Inverse Reinforcement Learning with Switching Rewards and History Dependency for Characterizing Animal Behaviors

Traditional approaches to studying decision-making in neuroscience focus on simplified behavioral tasks where animals perform repetitive, stereotyped actions to receive explicit rewards. While informative, these methods constrain our understanding of decision-making to short timescale behaviors driven by explicit goals. In natural environments, animals exhibit more complex, long-term behaviors driven by intrinsic motivations that are often unobservable. Recent works in time-varying inverse reinforcement learning (IRL) aim to capture shifting motivations in long-term, freely moving behaviors. However, a crucial challenge remains: animals make decisions based on their history, not just their current state. To address this, we introduce SWIRL (SWitching IRL), a novel framework that extends traditional IRL by incorporating time-varying, history-dependent reward functions. SWIRL models long behavioral sequences as transitions between short-term decision-making processes, each governed by a unique reward function. SWIRL incorporates biologically plausible history dependency to capture how past decisions and environmental contexts shape behavior, offering a more accurate description of animal decision-making. We apply SWIRL to simulated and real-world animal behavior datasets and show that it outperforms models lacking history dependency, both quantitatively and qualitatively. This work presents the first IRL model to incorporate history-dependent policies and rewards to advance our understanding of complex, naturalistic decision-making in animals.
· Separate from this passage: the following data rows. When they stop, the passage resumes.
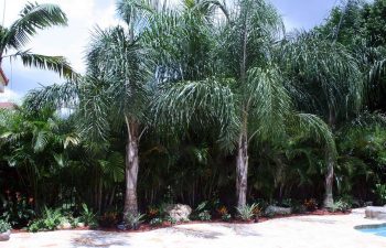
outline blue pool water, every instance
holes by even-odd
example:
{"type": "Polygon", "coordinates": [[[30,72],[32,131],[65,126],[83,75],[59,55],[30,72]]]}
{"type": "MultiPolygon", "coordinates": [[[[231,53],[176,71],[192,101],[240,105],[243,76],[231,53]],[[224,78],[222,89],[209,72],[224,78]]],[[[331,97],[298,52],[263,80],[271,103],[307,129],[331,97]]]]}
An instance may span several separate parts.
{"type": "Polygon", "coordinates": [[[386,237],[386,225],[369,227],[369,228],[358,228],[357,230],[366,234],[374,234],[378,236],[386,237]]]}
翻译：传统神经科学中研究决策的方法主要关注简化的行为任务，其中动物通过执行重复的、刻板化的动作来获取显性奖励。尽管这些方法具有参考价值，但它们将我们对决策的理解局限于由显性目标驱动的短时间尺度行为。在自然环境中，动物表现出更为复杂、长期的行为，这些行为通常由不可观测的内在动机驱动。近年来，时变逆强化学习（IRL）的研究致力于捕捉长期自由移动行为中不断变化的动机。然而，一个关键挑战依然存在：动物的决策不仅基于当前状态，还依赖于其历史经验。为解决这一问题，我们提出了SWIRL（切换式IRL），这是一个新颖的框架，通过引入时变的、历史依赖的奖励函数来扩展传统IRL。SWIRL将长期行为序列建模为短期决策过程之间的转换，每个过程由独特的奖励函数控制。SWIRL结合了生物学上合理的历史依赖性，以捕捉过去的决策和环境背景如何塑造行为，从而更准确地描述动物的决策机制。我们将SWIRL应用于模拟和真实世界的动物行为数据集，结果表明，无论在定量还是定性评估中，其性能均优于缺乏历史依赖性的模型。本研究首次提出了同时纳入历史依赖策略与奖励的IRL模型，为深入理解动物复杂、自然化的决策过程提供了新的理论工具。